Q2. Why set a max_iterations limit on an agent?
- To save memory
- To prevent infinite loops when the agent gets confused or hits an unrecoverable error
- Required by LangChain
- To improve accuracy
Why: An agent can get stuck calling the same tool repeatedly, or interpret tool errors in a loop. Set
max_iterations=10(or similar) as a safety net. Better to fail with "couldn't complete" than to spin forever.
Q3. When should you build a multi-agent system instead of a single agent?
- When the task spans distinct expertise (research + coding + writing) or needs >10 tools or has long autonomous loops
- Never — single agents are always better
- When latency matters
- Required for production
Why: Multi-agent splits responsibility.

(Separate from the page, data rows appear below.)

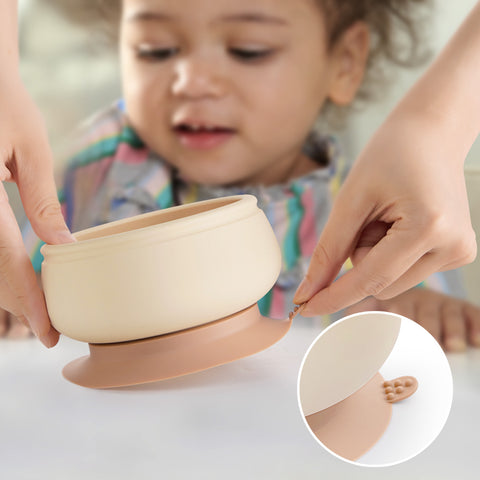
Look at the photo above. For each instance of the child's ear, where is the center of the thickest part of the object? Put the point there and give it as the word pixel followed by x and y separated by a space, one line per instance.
pixel 349 59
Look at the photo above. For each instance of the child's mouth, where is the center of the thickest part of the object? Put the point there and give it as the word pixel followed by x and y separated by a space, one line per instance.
pixel 202 137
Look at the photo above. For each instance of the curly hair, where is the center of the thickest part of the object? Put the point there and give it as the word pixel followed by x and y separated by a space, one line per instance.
pixel 397 34
pixel 396 31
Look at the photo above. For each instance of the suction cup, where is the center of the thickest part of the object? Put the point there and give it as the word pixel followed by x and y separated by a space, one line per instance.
pixel 176 354
pixel 351 427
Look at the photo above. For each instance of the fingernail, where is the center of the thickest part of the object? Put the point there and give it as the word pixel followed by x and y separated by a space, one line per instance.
pixel 476 339
pixel 303 292
pixel 65 236
pixel 455 344
pixel 306 311
pixel 49 340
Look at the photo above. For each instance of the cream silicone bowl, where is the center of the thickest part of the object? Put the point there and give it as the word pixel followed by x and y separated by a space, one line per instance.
pixel 161 272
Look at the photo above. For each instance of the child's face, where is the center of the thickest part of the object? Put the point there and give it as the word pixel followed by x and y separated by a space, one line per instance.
pixel 225 90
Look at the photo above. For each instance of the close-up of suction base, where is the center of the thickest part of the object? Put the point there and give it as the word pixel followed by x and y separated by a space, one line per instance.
pixel 175 354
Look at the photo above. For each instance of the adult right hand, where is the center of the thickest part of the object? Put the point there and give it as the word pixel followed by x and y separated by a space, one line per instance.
pixel 26 159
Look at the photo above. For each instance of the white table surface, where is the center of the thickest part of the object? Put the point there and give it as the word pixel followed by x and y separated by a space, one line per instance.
pixel 237 421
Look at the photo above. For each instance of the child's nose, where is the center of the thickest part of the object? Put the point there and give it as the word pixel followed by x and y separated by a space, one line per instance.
pixel 197 78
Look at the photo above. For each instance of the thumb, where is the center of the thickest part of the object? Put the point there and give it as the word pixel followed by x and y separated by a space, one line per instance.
pixel 334 246
pixel 38 192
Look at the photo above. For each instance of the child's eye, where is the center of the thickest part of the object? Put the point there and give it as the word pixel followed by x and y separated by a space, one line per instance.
pixel 156 54
pixel 250 55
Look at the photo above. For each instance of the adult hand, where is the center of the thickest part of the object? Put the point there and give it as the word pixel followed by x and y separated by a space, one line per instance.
pixel 26 159
pixel 401 215
pixel 403 212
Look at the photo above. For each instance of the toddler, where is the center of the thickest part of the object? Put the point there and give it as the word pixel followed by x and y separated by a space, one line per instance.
pixel 222 98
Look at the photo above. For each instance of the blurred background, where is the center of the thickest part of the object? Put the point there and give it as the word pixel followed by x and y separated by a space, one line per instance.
pixel 72 71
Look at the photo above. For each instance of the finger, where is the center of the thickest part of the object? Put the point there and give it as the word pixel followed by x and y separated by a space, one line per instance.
pixel 333 248
pixel 34 177
pixel 366 305
pixel 375 272
pixel 428 316
pixel 453 325
pixel 17 329
pixel 19 284
pixel 403 305
pixel 472 312
pixel 420 270
pixel 3 322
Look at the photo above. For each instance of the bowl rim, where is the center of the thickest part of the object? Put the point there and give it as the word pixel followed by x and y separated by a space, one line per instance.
pixel 231 209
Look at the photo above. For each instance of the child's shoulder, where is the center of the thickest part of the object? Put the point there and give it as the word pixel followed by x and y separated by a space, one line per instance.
pixel 101 137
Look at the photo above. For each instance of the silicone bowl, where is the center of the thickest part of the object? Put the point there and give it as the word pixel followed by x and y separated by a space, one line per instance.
pixel 161 272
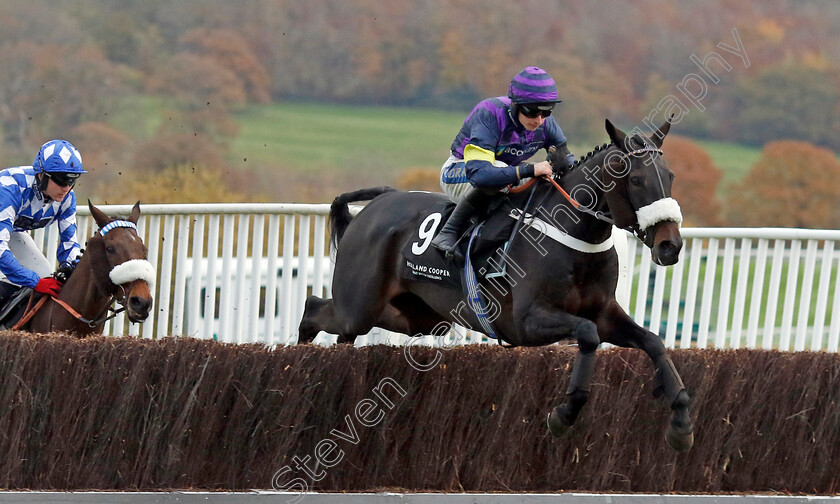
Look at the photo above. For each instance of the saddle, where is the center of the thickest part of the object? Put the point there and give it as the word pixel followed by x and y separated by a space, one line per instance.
pixel 15 306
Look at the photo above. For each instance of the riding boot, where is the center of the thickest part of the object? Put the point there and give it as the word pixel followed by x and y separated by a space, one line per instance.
pixel 473 202
pixel 7 293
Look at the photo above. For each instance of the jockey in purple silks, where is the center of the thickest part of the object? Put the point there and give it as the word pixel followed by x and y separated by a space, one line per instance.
pixel 489 151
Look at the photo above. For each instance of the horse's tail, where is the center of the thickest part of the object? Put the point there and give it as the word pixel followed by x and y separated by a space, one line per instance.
pixel 340 213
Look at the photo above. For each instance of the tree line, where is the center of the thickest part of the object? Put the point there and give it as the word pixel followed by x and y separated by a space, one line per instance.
pixel 70 67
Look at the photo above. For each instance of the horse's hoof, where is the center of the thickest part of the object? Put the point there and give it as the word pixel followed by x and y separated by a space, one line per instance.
pixel 557 426
pixel 679 441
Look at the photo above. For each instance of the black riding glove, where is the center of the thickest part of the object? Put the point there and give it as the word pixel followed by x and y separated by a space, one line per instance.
pixel 558 157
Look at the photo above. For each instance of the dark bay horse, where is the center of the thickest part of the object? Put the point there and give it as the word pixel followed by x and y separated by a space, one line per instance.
pixel 112 268
pixel 567 289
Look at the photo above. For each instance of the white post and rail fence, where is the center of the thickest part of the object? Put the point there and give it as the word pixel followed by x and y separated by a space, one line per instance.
pixel 240 273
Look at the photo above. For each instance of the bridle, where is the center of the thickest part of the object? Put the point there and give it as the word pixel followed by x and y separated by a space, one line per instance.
pixel 605 217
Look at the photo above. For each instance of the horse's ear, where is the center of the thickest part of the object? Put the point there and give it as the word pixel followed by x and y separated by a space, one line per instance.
pixel 135 213
pixel 98 215
pixel 659 135
pixel 617 136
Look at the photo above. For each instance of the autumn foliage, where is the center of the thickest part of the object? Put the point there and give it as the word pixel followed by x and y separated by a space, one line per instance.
pixel 126 414
pixel 696 181
pixel 793 184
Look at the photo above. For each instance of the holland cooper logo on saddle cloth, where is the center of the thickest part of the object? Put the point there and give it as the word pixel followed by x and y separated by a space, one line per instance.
pixel 423 262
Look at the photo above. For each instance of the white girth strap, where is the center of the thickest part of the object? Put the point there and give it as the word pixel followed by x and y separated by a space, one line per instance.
pixel 134 269
pixel 658 211
pixel 563 237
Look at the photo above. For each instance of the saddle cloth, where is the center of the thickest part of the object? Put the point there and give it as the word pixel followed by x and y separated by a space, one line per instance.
pixel 422 262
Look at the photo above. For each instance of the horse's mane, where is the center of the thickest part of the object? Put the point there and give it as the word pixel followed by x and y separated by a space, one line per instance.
pixel 583 159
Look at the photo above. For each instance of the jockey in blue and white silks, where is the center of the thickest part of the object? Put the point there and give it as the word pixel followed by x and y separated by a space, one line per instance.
pixel 33 197
pixel 489 151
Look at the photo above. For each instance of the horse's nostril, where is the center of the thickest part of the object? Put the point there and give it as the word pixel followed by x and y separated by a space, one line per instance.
pixel 138 304
pixel 669 253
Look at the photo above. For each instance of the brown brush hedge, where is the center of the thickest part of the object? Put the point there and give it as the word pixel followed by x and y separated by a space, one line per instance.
pixel 119 413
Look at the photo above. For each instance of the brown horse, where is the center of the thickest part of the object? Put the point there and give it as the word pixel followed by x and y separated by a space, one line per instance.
pixel 113 268
pixel 563 283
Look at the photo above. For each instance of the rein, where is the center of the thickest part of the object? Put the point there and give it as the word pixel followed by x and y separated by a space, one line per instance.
pixel 103 315
pixel 600 215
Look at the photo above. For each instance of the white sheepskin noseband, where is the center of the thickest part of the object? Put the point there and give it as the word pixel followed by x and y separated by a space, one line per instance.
pixel 134 269
pixel 658 211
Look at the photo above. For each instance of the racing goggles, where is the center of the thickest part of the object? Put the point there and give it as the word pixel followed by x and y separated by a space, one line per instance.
pixel 63 179
pixel 532 110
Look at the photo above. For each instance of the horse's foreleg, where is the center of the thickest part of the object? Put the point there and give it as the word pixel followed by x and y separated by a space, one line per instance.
pixel 547 325
pixel 667 383
pixel 318 315
pixel 623 331
pixel 577 392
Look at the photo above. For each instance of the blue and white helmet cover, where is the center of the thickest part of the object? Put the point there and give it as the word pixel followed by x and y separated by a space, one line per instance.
pixel 58 156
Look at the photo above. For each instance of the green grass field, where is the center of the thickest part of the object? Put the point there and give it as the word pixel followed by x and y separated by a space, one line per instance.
pixel 314 147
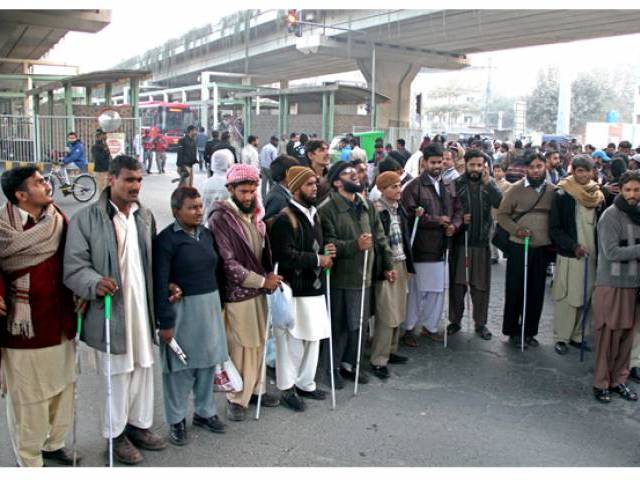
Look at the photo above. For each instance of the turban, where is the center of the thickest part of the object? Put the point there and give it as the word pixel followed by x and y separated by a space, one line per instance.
pixel 241 173
pixel 386 179
pixel 297 176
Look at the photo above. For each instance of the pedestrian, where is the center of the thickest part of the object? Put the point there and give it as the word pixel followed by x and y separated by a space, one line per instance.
pixel 470 259
pixel 442 218
pixel 279 196
pixel 350 222
pixel 390 294
pixel 108 252
pixel 185 255
pixel 245 253
pixel 524 212
pixel 101 158
pixel 187 157
pixel 36 354
pixel 577 204
pixel 296 237
pixel 250 154
pixel 616 311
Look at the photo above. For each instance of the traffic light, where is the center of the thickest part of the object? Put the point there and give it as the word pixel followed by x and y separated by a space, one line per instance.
pixel 293 25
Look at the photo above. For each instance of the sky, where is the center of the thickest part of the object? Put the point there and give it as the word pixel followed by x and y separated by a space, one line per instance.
pixel 135 28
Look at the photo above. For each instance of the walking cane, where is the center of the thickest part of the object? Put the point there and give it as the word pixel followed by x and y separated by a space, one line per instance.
pixel 362 295
pixel 107 321
pixel 263 369
pixel 585 305
pixel 526 278
pixel 76 341
pixel 333 385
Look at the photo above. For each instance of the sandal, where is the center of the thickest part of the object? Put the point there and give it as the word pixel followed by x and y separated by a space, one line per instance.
pixel 626 393
pixel 602 395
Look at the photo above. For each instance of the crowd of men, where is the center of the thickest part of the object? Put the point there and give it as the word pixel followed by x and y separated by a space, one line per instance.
pixel 361 238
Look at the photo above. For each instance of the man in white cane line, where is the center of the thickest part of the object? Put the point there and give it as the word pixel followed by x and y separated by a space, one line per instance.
pixel 297 244
pixel 108 252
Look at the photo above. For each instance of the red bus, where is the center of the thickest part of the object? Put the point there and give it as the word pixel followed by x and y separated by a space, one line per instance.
pixel 169 119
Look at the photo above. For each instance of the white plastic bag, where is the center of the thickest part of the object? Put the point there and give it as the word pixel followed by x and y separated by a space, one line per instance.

A "research agent" with web tools and a "coding agent" with code tools each gets fewer, sharper tools — better tool choice quality. Build as a LangGraph graph for control.
Common doubts¶
ReAct, OpenAI function-calling, or tool-calling — which?
Modern OpenAI/Anthropic native tool-calling is more reliable than text-based ReAct. Use it when available. LangChain's create_tool_calling_agent wraps this. ReAct (text-based) is still useful for models that don't support tool-calling natively.
Why are agents so slow and expensive?
Each iteration is a full LLM call. A typical agent task takes 5-15 iterations = 5-15 API calls. Slow because LLMs are slow; expensive because each call has prompt + response tokens. Use cheaper models (gpt-4o-mini) for routing, expensive ones for hard reasoning.
Should I use LangChain or LangGraph for agents?
LangGraph for new projects. LangChain's older agent abstractions (AgentExecutor) are simpler but less flexible. LangGraph gives you explicit state, branching, retries, and human-in-the-loop. The LangChain team is moving everyone to LangGraph.